This article has been written by B.Pooja, a 3rd year student pursuing BA. LLB(Hons) from SRM University.
ABSTRACT
The death penalty is a deeply sensitive issue in India, stirring strong emotions and opinions across the country. For the first time in its history, the Supreme Court of India had set aside the death penalty during the calendar year 2015. The Court thereby conveyed the fact that there have been problems of arbitrariness and discrimination throughout the years. However, the brutal Nirbhaya case saw the introduction of death penalty again and some crimes were punishable by capital punishment all over again in the Indian Criminal Law Amendment Act 2013. The practice, however, has been vociferously objected to and has remained a sore topic for many due to its inability to act as a deterrent and having infringed some of the fundamental human rights. The continuing debate among experts regarding its very relevance in India has further made it a subject of controversy and, while some advocate for its abolition, others demand its retention about heinous crimes.
INTRODUCTION
Capital Punishment more popularly known as the death penalty is a State- Sanctioned practice of killing a person for a crime he committed. Capital Punishment was practiced mostly in ancient Greece. The commonly in use practice back then has popularly been known as the “Guillotine”. China is the country executing most of the prisoners while in India, the death penalty is given only in the rarest of rare cases and otherwise, a life term is awarded. The death penalty is also known as capital crimes or capital felonies. This mainly deals with crimes against the human body such as murder, terrorism, hijacking, and crimes against the state such as treason, sedition, etc. Capital punishment is awarded in more than one form through which execution is carried out such as Hanging, shooting, beheading, stoning, electrocution, etc. Shooting is generally carried out in the Middle East such as UAE, Bahrain, Qatar, etc. The death penalty is only applied in a small number of cases. According to statistics and data, over 14,000 persons have been executed since the colonial period. In the year 1930, a minimum of 150 persons were executed every year. By 2022, the death penalty was retained by 55 countries while 109 countries have altogether abolished it for all crimes and 7 countries have abolished it for ordinary crimes. The Death penalty makes people behave according to the law and not commit any crime Retribution theory focuses on the idea that those who commit wrongful acts should face consequences for their actions. However, the state feels the necessity to inflict pain upon the offender to put an end to revenge. According to this theory, the concept of an eye for an eye and a tooth for a tooth are strictly followed. Otherwise, people consider it a morally wrong practice as it goes against the right of a person to his life and inhuman and degrading nature.

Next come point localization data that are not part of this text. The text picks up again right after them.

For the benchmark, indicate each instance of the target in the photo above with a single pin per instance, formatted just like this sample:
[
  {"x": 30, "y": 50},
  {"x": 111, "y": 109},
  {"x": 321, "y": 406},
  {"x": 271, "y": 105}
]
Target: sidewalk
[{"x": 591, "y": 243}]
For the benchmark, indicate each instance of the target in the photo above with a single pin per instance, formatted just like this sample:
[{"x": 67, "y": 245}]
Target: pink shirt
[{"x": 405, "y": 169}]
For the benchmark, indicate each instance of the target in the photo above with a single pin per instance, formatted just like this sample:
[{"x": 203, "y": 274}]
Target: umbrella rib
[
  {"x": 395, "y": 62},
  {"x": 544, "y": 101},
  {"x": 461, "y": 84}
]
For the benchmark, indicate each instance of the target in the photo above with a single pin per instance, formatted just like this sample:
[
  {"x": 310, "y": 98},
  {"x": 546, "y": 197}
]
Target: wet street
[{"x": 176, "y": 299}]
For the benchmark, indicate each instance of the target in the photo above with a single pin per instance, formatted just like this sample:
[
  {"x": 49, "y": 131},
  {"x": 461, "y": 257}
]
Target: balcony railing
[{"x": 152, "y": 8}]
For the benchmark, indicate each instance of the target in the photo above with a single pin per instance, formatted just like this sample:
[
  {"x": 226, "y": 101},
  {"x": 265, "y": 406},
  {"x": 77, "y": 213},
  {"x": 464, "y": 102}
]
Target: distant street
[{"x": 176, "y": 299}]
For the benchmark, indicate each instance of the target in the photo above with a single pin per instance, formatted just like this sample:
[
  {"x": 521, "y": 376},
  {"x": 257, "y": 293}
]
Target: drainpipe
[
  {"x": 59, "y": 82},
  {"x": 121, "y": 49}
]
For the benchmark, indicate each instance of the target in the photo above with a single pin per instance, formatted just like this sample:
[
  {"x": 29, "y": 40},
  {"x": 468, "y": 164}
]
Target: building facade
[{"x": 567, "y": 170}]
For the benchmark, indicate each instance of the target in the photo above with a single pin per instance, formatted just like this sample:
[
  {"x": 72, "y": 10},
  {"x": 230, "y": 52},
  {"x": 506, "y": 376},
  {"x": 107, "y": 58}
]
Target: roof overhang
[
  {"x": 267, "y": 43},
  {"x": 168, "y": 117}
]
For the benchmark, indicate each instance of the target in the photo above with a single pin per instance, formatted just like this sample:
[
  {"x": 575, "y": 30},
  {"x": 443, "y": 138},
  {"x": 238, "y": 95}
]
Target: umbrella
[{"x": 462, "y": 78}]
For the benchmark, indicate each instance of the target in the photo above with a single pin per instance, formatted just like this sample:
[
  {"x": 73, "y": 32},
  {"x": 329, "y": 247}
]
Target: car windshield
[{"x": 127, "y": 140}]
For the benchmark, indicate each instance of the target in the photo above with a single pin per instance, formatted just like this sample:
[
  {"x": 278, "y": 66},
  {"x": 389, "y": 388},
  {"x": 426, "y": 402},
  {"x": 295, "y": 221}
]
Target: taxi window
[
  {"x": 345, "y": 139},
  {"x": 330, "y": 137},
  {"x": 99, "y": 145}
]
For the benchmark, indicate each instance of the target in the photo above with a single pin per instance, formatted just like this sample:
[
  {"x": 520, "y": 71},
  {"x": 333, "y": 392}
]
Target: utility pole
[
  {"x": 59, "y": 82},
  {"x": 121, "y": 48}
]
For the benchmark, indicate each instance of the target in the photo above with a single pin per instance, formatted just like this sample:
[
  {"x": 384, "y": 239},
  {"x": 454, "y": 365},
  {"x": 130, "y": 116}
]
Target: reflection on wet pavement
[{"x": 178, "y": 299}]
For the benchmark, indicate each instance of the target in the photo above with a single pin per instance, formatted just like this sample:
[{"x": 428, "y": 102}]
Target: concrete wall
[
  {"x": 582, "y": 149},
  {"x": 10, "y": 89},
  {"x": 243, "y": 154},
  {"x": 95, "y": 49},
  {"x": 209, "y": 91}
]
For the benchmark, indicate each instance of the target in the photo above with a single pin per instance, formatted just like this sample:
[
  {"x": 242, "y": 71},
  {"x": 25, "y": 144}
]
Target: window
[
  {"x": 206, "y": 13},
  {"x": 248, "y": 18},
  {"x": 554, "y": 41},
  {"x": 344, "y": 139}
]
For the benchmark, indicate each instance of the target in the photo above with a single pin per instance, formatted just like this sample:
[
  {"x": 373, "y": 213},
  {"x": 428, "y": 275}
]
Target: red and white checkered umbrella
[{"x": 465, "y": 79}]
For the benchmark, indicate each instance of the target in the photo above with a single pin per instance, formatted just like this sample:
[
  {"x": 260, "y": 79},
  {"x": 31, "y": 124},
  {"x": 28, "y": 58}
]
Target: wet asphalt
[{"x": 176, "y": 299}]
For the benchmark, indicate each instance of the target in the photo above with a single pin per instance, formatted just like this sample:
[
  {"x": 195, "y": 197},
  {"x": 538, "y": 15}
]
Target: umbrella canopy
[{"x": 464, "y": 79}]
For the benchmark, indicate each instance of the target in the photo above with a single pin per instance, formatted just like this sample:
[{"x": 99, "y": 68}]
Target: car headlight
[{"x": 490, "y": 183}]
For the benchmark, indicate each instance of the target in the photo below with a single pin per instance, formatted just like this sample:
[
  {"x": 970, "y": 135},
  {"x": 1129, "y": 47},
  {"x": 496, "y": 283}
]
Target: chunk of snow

They consider lifetime jail terms worse and cheaper punishment compared to death. Correspondingly, if the murderer is accused of being unscrupulous in his actions and murdering that person too comes under the umbrella of immorality. Various scholars believe that the criminal should be given the chance to redeem himself and show the world that he will not be able to repeat the same crime. The convicted prisoner can seek pardon from the government and authorities. It is Article 72 of the Indian Constitution, which has conferred such powers on the President if a convicted prisoner requires to seek mercy that has to be done before the President only.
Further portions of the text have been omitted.